Maybe this is a recurrent question, but I need some customization with my context.
I'm using Spring Batch 3.0.1.RELEASE
I have a simple job with some steps. One step is a chunk like this:
<tasklet transaction-manager="myTransactionManager">
<batch:chunk reader="myReader" processor="myProcessor" writer="myWriter" commit-interval="${commit.interval}">
</batch:chunk>
<bean id="myProcessor" class="org.springframework.batch.item.support.CompositeItemProcessor" scope="step">
<property name="delegates">
<list>
<bean class="...MyFirstProcessor">
</bean>
<bean class="...MySecondProcessor">
</bean>
</list>
</property>
With this configuration, my job works perfectly.

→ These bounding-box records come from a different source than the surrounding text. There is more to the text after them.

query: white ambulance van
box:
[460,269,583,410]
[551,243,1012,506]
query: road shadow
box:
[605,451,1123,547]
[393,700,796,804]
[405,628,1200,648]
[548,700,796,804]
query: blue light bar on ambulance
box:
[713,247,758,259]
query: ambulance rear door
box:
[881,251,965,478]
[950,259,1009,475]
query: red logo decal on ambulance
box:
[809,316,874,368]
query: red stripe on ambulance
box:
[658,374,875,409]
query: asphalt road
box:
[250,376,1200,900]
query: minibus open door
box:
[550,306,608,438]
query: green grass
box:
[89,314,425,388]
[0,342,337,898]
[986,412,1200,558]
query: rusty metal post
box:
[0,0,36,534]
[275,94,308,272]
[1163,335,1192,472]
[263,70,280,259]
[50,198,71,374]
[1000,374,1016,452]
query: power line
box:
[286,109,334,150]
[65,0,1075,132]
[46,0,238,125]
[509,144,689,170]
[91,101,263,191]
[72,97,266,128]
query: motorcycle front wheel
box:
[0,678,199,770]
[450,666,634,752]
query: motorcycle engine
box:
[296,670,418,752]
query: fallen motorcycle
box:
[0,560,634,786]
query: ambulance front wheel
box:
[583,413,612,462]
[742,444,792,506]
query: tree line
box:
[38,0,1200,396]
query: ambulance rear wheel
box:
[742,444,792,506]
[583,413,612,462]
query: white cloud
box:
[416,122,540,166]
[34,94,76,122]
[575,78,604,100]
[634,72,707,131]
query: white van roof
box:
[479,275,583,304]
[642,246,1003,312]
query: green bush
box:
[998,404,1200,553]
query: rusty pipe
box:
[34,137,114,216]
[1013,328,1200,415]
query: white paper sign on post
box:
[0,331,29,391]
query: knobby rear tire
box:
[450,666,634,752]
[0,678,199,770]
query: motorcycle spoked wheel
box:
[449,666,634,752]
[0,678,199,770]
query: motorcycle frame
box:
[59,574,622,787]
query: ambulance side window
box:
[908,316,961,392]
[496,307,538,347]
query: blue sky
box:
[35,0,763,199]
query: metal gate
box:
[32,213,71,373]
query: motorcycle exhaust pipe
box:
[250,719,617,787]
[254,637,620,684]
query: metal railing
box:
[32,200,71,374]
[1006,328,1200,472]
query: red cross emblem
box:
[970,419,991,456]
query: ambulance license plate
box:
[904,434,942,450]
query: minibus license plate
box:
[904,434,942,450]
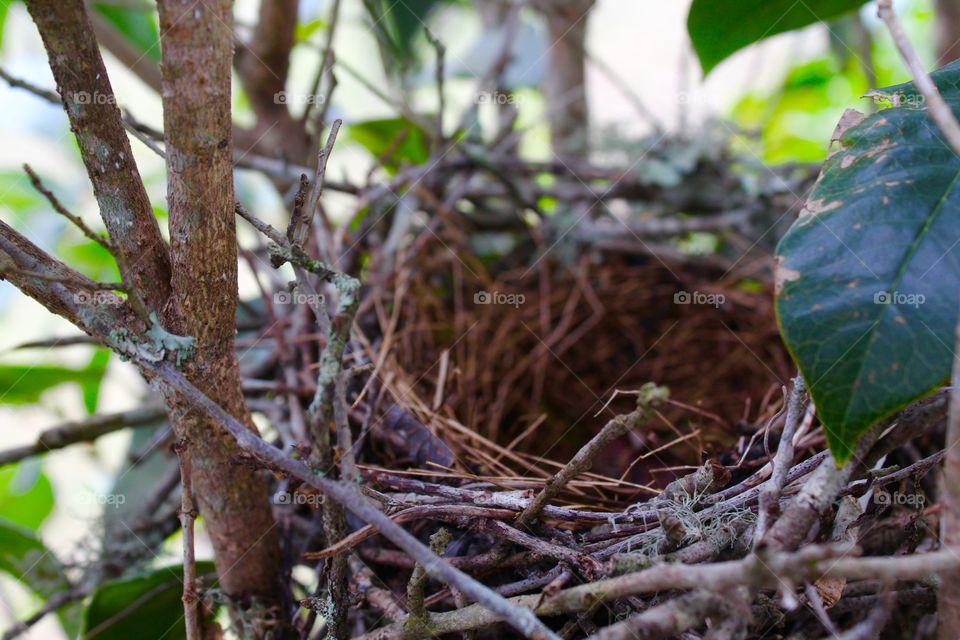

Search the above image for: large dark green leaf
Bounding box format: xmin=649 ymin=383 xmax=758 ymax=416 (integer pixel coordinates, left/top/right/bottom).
xmin=777 ymin=65 xmax=960 ymax=461
xmin=687 ymin=0 xmax=866 ymax=74
xmin=0 ymin=518 xmax=79 ymax=638
xmin=83 ymin=562 xmax=214 ymax=640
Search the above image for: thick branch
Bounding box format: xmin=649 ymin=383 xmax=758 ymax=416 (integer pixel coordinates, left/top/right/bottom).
xmin=27 ymin=0 xmax=170 ymax=313
xmin=159 ymin=0 xmax=287 ymax=620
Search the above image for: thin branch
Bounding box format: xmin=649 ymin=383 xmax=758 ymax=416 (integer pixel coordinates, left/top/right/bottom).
xmin=517 ymin=383 xmax=669 ymax=526
xmin=755 ymin=375 xmax=807 ymax=541
xmin=146 ymin=354 xmax=557 ymax=640
xmin=0 ymin=406 xmax=166 ymax=466
xmin=174 ymin=439 xmax=203 ymax=640
xmin=23 ymin=164 xmax=113 ymax=253
xmin=877 ymin=0 xmax=960 ymax=155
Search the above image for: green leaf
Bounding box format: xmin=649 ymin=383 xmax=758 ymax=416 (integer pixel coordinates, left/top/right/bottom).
xmin=346 ymin=118 xmax=430 ymax=173
xmin=363 ymin=0 xmax=453 ymax=71
xmin=687 ymin=0 xmax=866 ymax=75
xmin=0 ymin=349 xmax=109 ymax=411
xmin=82 ymin=562 xmax=215 ymax=640
xmin=776 ymin=64 xmax=960 ymax=461
xmin=0 ymin=2 xmax=10 ymax=47
xmin=93 ymin=2 xmax=160 ymax=62
xmin=294 ymin=18 xmax=327 ymax=42
xmin=0 ymin=518 xmax=80 ymax=638
xmin=0 ymin=460 xmax=53 ymax=531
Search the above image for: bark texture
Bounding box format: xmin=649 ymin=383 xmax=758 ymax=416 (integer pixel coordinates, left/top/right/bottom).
xmin=27 ymin=0 xmax=170 ymax=312
xmin=159 ymin=0 xmax=286 ymax=632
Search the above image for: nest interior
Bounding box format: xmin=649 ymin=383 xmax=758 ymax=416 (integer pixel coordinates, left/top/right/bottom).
xmin=364 ymin=236 xmax=793 ymax=499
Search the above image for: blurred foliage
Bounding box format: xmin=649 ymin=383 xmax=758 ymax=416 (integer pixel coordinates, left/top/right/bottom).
xmin=93 ymin=2 xmax=160 ymax=62
xmin=346 ymin=117 xmax=430 ymax=170
xmin=687 ymin=0 xmax=867 ymax=75
xmin=83 ymin=562 xmax=215 ymax=640
xmin=0 ymin=518 xmax=79 ymax=638
xmin=0 ymin=460 xmax=53 ymax=531
xmin=730 ymin=3 xmax=933 ymax=164
xmin=0 ymin=349 xmax=110 ymax=414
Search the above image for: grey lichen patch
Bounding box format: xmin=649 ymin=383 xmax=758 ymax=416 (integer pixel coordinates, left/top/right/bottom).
xmin=141 ymin=313 xmax=194 ymax=367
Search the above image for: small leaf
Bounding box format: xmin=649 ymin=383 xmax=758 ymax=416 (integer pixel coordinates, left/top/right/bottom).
xmin=363 ymin=0 xmax=443 ymax=70
xmin=687 ymin=0 xmax=866 ymax=75
xmin=82 ymin=562 xmax=215 ymax=640
xmin=0 ymin=460 xmax=53 ymax=531
xmin=776 ymin=64 xmax=960 ymax=462
xmin=347 ymin=118 xmax=430 ymax=173
xmin=93 ymin=2 xmax=160 ymax=62
xmin=0 ymin=349 xmax=109 ymax=409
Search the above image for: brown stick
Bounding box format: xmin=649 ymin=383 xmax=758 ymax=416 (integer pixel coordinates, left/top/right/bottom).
xmin=517 ymin=383 xmax=669 ymax=526
xmin=27 ymin=0 xmax=170 ymax=312
xmin=158 ymin=0 xmax=286 ymax=634
xmin=174 ymin=440 xmax=203 ymax=640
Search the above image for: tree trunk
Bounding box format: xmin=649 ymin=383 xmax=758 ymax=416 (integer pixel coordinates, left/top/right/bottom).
xmin=159 ymin=0 xmax=288 ymax=637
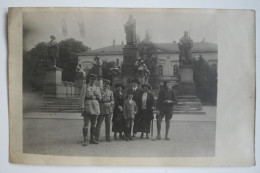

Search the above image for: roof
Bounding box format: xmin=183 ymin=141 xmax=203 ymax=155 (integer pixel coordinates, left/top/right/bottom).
xmin=78 ymin=42 xmax=218 ymax=56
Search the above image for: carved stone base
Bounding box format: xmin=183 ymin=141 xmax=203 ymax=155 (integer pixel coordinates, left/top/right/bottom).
xmin=43 ymin=67 xmax=77 ymax=98
xmin=122 ymin=45 xmax=138 ymax=75
xmin=177 ymin=65 xmax=205 ymax=114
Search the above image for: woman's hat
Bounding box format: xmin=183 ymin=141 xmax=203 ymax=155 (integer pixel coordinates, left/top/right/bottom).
xmin=142 ymin=83 xmax=152 ymax=90
xmin=89 ymin=74 xmax=98 ymax=80
xmin=132 ymin=78 xmax=140 ymax=85
xmin=127 ymin=90 xmax=134 ymax=95
xmin=103 ymin=79 xmax=111 ymax=85
xmin=115 ymin=83 xmax=125 ymax=89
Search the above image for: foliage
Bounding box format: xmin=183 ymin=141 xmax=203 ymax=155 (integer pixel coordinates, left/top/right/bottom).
xmin=137 ymin=32 xmax=159 ymax=85
xmin=23 ymin=42 xmax=48 ymax=90
xmin=193 ymin=56 xmax=217 ymax=105
xmin=23 ymin=39 xmax=90 ymax=91
xmin=102 ymin=61 xmax=115 ymax=81
xmin=57 ymin=38 xmax=89 ymax=82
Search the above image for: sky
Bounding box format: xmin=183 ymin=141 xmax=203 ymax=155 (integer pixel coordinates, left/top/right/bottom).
xmin=23 ymin=8 xmax=217 ymax=50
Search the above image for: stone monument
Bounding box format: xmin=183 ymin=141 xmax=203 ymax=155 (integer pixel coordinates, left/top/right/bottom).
xmin=91 ymin=55 xmax=103 ymax=88
xmin=175 ymin=31 xmax=203 ymax=113
xmin=113 ymin=15 xmax=148 ymax=86
xmin=43 ymin=35 xmax=75 ymax=97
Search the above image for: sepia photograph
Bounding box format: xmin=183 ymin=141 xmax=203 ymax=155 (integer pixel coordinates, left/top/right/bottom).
xmin=23 ymin=9 xmax=218 ymax=157
xmin=8 ymin=8 xmax=255 ymax=166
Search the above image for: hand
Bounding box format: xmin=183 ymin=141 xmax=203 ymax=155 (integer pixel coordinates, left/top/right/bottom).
xmin=93 ymin=91 xmax=97 ymax=96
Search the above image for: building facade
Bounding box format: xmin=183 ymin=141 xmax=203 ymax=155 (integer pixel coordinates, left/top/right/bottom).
xmin=78 ymin=41 xmax=218 ymax=84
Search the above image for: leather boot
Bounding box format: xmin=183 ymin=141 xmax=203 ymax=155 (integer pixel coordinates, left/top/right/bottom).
xmin=90 ymin=127 xmax=98 ymax=144
xmin=155 ymin=121 xmax=161 ymax=140
xmin=82 ymin=127 xmax=88 ymax=146
xmin=165 ymin=122 xmax=170 ymax=140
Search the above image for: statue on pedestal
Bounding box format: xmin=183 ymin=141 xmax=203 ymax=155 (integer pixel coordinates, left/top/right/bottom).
xmin=124 ymin=15 xmax=136 ymax=45
xmin=75 ymin=64 xmax=86 ymax=88
xmin=178 ymin=31 xmax=193 ymax=65
xmin=110 ymin=59 xmax=121 ymax=76
xmin=92 ymin=55 xmax=103 ymax=78
xmin=48 ymin=35 xmax=59 ymax=67
xmin=135 ymin=57 xmax=150 ymax=82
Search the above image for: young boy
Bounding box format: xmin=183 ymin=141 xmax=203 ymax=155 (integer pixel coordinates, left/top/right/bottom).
xmin=123 ymin=91 xmax=138 ymax=141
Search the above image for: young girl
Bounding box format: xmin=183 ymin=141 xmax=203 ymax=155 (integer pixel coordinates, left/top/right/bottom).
xmin=123 ymin=91 xmax=138 ymax=141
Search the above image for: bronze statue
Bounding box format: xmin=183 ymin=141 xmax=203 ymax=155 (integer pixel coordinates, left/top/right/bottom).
xmin=178 ymin=31 xmax=193 ymax=65
xmin=48 ymin=35 xmax=59 ymax=67
xmin=92 ymin=55 xmax=103 ymax=78
xmin=124 ymin=15 xmax=136 ymax=45
xmin=110 ymin=59 xmax=121 ymax=76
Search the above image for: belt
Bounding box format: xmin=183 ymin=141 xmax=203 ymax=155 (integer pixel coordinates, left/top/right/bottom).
xmin=100 ymin=101 xmax=111 ymax=103
xmin=85 ymin=98 xmax=97 ymax=100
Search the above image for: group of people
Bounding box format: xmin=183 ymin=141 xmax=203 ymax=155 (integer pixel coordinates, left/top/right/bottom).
xmin=81 ymin=74 xmax=177 ymax=146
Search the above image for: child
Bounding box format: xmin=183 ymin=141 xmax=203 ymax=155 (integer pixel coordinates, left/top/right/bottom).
xmin=123 ymin=91 xmax=138 ymax=141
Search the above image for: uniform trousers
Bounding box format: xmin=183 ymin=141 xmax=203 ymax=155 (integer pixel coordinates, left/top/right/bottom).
xmin=96 ymin=114 xmax=111 ymax=140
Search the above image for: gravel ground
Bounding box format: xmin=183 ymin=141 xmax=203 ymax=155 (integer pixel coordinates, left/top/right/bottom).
xmin=23 ymin=107 xmax=216 ymax=157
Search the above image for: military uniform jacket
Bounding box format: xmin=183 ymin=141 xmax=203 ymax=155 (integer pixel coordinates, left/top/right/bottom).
xmin=157 ymin=89 xmax=177 ymax=111
xmin=123 ymin=99 xmax=138 ymax=118
xmin=100 ymin=89 xmax=114 ymax=115
xmin=80 ymin=84 xmax=101 ymax=115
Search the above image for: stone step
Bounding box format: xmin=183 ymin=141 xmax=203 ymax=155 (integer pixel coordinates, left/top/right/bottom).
xmin=173 ymin=111 xmax=206 ymax=115
xmin=28 ymin=108 xmax=81 ymax=113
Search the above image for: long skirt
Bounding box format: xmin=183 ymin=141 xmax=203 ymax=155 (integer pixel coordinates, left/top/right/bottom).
xmin=140 ymin=110 xmax=153 ymax=133
xmin=112 ymin=112 xmax=125 ymax=133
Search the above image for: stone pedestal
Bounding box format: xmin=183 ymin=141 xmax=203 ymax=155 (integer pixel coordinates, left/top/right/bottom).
xmin=96 ymin=78 xmax=103 ymax=89
xmin=43 ymin=67 xmax=76 ymax=98
xmin=122 ymin=45 xmax=138 ymax=75
xmin=178 ymin=65 xmax=196 ymax=95
xmin=174 ymin=65 xmax=205 ymax=114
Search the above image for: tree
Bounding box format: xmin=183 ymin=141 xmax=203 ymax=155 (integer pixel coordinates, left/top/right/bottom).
xmin=23 ymin=42 xmax=48 ymax=90
xmin=102 ymin=61 xmax=115 ymax=81
xmin=58 ymin=38 xmax=90 ymax=82
xmin=23 ymin=39 xmax=90 ymax=91
xmin=137 ymin=31 xmax=158 ymax=85
xmin=193 ymin=56 xmax=217 ymax=105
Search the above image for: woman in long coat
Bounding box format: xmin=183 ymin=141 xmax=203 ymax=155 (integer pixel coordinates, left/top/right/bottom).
xmin=139 ymin=84 xmax=154 ymax=139
xmin=112 ymin=83 xmax=125 ymax=139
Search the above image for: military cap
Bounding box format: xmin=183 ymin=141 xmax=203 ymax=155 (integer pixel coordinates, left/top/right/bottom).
xmin=127 ymin=90 xmax=134 ymax=95
xmin=132 ymin=78 xmax=140 ymax=84
xmin=142 ymin=83 xmax=152 ymax=90
xmin=115 ymin=83 xmax=125 ymax=89
xmin=103 ymin=79 xmax=111 ymax=85
xmin=89 ymin=74 xmax=98 ymax=79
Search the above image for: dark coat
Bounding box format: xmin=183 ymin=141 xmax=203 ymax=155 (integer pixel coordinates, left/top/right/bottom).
xmin=135 ymin=92 xmax=155 ymax=133
xmin=126 ymin=88 xmax=142 ymax=108
xmin=114 ymin=91 xmax=125 ymax=117
xmin=112 ymin=91 xmax=125 ymax=132
xmin=157 ymin=89 xmax=177 ymax=112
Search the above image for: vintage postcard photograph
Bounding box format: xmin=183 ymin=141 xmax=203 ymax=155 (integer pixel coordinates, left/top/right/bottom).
xmin=8 ymin=8 xmax=255 ymax=166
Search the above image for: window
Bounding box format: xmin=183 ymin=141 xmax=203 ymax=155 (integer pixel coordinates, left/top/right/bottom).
xmin=157 ymin=65 xmax=163 ymax=76
xmin=173 ymin=64 xmax=179 ymax=76
xmin=211 ymin=64 xmax=217 ymax=72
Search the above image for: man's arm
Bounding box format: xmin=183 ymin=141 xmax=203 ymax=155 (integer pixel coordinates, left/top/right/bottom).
xmin=80 ymin=85 xmax=86 ymax=109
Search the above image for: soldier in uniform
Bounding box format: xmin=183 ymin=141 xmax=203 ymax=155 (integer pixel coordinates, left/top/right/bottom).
xmin=96 ymin=79 xmax=114 ymax=142
xmin=80 ymin=74 xmax=101 ymax=146
xmin=128 ymin=78 xmax=142 ymax=138
xmin=112 ymin=83 xmax=125 ymax=139
xmin=123 ymin=91 xmax=138 ymax=141
xmin=155 ymin=81 xmax=177 ymax=140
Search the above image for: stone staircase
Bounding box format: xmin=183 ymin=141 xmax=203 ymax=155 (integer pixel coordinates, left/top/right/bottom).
xmin=28 ymin=95 xmax=205 ymax=114
xmin=174 ymin=95 xmax=205 ymax=114
xmin=28 ymin=97 xmax=81 ymax=113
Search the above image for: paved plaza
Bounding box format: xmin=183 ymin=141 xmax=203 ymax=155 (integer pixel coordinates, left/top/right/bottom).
xmin=23 ymin=106 xmax=216 ymax=157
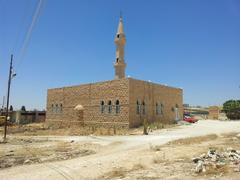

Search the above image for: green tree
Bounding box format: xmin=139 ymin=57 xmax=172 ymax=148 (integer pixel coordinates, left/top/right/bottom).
xmin=223 ymin=100 xmax=240 ymax=120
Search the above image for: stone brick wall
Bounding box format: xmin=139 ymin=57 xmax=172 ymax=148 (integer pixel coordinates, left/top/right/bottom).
xmin=46 ymin=79 xmax=129 ymax=127
xmin=129 ymin=79 xmax=183 ymax=127
xmin=208 ymin=106 xmax=220 ymax=119
xmin=46 ymin=78 xmax=183 ymax=128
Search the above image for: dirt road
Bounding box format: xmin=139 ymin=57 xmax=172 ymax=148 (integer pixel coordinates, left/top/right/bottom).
xmin=0 ymin=120 xmax=240 ymax=180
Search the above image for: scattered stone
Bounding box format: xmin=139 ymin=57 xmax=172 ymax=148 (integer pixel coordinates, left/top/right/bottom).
xmin=192 ymin=147 xmax=240 ymax=174
xmin=192 ymin=157 xmax=201 ymax=163
xmin=195 ymin=160 xmax=203 ymax=173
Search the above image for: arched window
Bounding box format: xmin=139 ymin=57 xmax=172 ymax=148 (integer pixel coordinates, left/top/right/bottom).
xmin=160 ymin=104 xmax=164 ymax=114
xmin=100 ymin=101 xmax=104 ymax=113
xmin=142 ymin=101 xmax=146 ymax=114
xmin=51 ymin=104 xmax=54 ymax=113
xmin=156 ymin=103 xmax=159 ymax=115
xmin=115 ymin=100 xmax=120 ymax=114
xmin=59 ymin=104 xmax=62 ymax=113
xmin=55 ymin=104 xmax=59 ymax=113
xmin=108 ymin=101 xmax=112 ymax=114
xmin=137 ymin=100 xmax=141 ymax=114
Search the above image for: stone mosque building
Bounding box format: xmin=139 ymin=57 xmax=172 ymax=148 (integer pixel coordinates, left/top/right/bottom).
xmin=46 ymin=17 xmax=183 ymax=128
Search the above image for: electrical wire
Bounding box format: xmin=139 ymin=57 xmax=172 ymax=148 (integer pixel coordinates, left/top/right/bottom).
xmin=15 ymin=0 xmax=45 ymax=69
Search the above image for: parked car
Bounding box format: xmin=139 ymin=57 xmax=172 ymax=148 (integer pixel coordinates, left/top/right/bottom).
xmin=183 ymin=116 xmax=198 ymax=123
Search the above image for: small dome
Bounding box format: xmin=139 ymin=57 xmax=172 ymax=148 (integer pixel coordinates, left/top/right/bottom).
xmin=74 ymin=104 xmax=84 ymax=111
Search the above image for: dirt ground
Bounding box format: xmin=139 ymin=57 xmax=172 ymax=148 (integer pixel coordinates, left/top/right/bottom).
xmin=0 ymin=120 xmax=240 ymax=180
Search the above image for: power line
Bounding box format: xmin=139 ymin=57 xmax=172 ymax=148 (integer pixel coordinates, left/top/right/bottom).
xmin=16 ymin=0 xmax=45 ymax=69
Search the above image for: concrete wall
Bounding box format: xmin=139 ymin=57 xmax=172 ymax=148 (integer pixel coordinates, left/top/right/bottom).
xmin=129 ymin=79 xmax=183 ymax=127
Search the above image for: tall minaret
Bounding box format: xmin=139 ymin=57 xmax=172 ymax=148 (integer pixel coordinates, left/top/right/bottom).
xmin=114 ymin=16 xmax=126 ymax=79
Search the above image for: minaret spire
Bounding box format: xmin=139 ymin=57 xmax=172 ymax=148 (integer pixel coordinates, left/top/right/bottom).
xmin=114 ymin=15 xmax=126 ymax=79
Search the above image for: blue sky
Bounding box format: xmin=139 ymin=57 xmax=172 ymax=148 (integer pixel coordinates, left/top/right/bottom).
xmin=0 ymin=0 xmax=240 ymax=109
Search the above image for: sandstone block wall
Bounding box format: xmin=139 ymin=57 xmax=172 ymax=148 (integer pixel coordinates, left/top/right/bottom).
xmin=47 ymin=79 xmax=129 ymax=127
xmin=129 ymin=79 xmax=183 ymax=127
xmin=46 ymin=78 xmax=183 ymax=128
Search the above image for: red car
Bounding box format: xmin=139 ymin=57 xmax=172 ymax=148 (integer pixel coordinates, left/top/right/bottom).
xmin=183 ymin=116 xmax=198 ymax=123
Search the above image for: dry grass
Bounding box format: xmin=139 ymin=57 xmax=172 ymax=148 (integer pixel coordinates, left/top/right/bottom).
xmin=202 ymin=165 xmax=230 ymax=175
xmin=102 ymin=163 xmax=146 ymax=179
xmin=167 ymin=134 xmax=218 ymax=145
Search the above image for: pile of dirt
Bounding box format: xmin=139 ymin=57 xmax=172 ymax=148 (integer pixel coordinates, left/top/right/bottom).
xmin=0 ymin=138 xmax=97 ymax=169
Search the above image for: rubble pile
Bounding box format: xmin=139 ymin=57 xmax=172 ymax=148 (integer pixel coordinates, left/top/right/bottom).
xmin=192 ymin=148 xmax=240 ymax=173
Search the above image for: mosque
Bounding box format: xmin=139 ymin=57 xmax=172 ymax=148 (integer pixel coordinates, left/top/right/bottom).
xmin=46 ymin=17 xmax=183 ymax=128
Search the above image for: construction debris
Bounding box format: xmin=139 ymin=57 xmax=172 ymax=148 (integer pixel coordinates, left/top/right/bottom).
xmin=192 ymin=147 xmax=240 ymax=173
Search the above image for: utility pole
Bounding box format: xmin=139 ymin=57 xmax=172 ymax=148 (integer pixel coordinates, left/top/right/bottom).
xmin=2 ymin=96 xmax=5 ymax=109
xmin=3 ymin=55 xmax=16 ymax=142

Now, I want to convert this to a multi-threaded job. Following the documentation to basic multi-thread jobs, I included a SympleAsyncTaskExecutor in the tasklet, but it failed.
I have readed JdbcCursorItemReader does not work properly with multi-thread execution (is it right?). I have changed the reader to a JdbcPagingItemReader, and it has been a nightmare: job does not fail, writing process are ok, but data has mixed among the threads, and customer data were not right and coherent (customers have got services, addreses, etc. from others).
So, why does it happen? How could I change to a multi-thread job?
I'm very locked and confused with this, so any help would be very appreciated. Thanks a lot.
[EDIT - SOLVED]
Well, the right and suitable fix to my issue is to design the job for multithread and thread-safe execution from the beggining. It's habitual to practice first with one-thread step execution, to understand and know Spring Batch concepts; but if you consider you are leaving this phase behind, considerations like immutable objects, thread-safe list, maps, etc... must raise.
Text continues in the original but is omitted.